EV samples for proteomic analysis were lysed in 50 µL of 1% (w/v) SDC dissolved in Tris pH 8.1 and boiled at 95 °C for 5 min, followed by sonication three times of 10 s each. The protein concentration was measured using Bradford assay. A total of 100 µg EV proteins was used for each sample. The proteins were denatured by 10 mM of DTT and incubated for 30 min at 50°C, followed by addition of 40 mM chloroacetamide for 20 min at room temperature in the dark. The samples were then digested using trypsin at a ratio of 1:100 and incubated on a shaker at 37 °C overnight. 1% formic acid was used to quench the digestion and the trypsinized sample was added with an equal volume of 100% water-saturated ethyl acetate, vortex thoroughly and centrifuged at 14,000× g for 5 min. The aqueous phase with peptides was transferred into a new tube and the ethyl acetate precipitation and peptide collection were repeated. The final collected peptides were dried in a vacuum concentrator.

4.10. Liquid Chromatography-Mass Spectrometry/Mass Spectrometry (LCMS/MS)

The proteomic analysis was carried out at Monash Biomedical Proteomics Facility, Monash, Australia. Data-dependent acquisition was performed on a QExactive™ Plus 1 mass spectrometer (Thermo Scientific, Waltham, MA, USA) coupled to a Dionex UltiMate® 3000 RSLC nano Liquid Chromatography (LC) system (Thermo Scientific, Waltham, MA, USA) equipped with Acclaim PepMap RSLC analytical column (75 µm × 50 cm, nanoViper, C18, 2 µm, 100Å, Thermo Scientific, Waltham, MA, USA) and Acclaim PepMap 100 trap column (100 µm × 2 cm, nanoViper, C18, 5 µm, 100Å, Thermo Scientific, Waltham, MA, USA).

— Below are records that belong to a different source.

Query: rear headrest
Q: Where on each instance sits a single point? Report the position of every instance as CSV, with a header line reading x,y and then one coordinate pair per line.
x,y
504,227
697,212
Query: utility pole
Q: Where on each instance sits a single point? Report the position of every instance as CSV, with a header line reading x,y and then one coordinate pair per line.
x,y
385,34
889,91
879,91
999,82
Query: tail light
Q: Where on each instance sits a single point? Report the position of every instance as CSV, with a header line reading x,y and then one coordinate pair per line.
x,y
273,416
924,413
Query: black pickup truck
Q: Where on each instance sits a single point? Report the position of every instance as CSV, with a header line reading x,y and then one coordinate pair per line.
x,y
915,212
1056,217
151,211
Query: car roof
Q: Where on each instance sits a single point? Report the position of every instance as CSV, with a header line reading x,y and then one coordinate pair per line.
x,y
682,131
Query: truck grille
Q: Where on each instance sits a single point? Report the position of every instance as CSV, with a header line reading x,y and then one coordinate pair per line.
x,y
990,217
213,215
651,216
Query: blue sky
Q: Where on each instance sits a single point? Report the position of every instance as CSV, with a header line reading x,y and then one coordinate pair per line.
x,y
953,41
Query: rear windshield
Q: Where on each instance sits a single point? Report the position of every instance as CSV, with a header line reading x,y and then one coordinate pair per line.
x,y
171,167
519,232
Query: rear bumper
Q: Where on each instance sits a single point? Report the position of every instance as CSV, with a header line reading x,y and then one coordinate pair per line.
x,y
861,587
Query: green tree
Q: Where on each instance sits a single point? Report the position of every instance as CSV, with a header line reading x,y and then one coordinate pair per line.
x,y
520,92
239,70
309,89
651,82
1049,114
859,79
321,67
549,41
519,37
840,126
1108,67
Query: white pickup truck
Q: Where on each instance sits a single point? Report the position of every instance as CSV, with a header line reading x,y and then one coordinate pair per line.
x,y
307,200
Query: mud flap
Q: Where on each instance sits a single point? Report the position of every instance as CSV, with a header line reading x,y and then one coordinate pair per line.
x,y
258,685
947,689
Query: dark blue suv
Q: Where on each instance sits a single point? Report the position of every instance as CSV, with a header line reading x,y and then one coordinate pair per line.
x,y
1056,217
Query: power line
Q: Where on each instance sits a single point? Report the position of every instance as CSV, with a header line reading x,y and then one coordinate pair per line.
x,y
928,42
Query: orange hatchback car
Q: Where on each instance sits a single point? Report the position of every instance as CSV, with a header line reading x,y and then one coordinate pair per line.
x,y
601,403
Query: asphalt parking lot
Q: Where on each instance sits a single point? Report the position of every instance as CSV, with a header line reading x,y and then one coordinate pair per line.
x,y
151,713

4.11. Protein Identification

The raw data files acquired from nano-LCMS were subjected into search engine Andromeda implemented in MaxQuant (v1.5.5.1) to identify the proteins with RS Uniprot human Swissprot iRT database and their respective label-free quantification values using in-house standard parameters. Principle component analysis (PCA) was conducted to evaluate the distribution of samples. The data were normalized based on the assumption that the majority of proteins do not change between the different conditions. Protein FDR cutoff was fixed at 1%. Statistical analysis was performed using Perseus after contaminants, “only identified by site” matches and reverse sequences were filtered out. The label-free quantification (LFQ) data was converted to log2 scale, samples were grouped by conditions and missing values were imputed based on normal distributions after all proteins. Proteins that had two or less valid values were eliminated. Protein fold-changes of the samples were calculated and their significance was determined using a two-sided t-test with error corrected p-values.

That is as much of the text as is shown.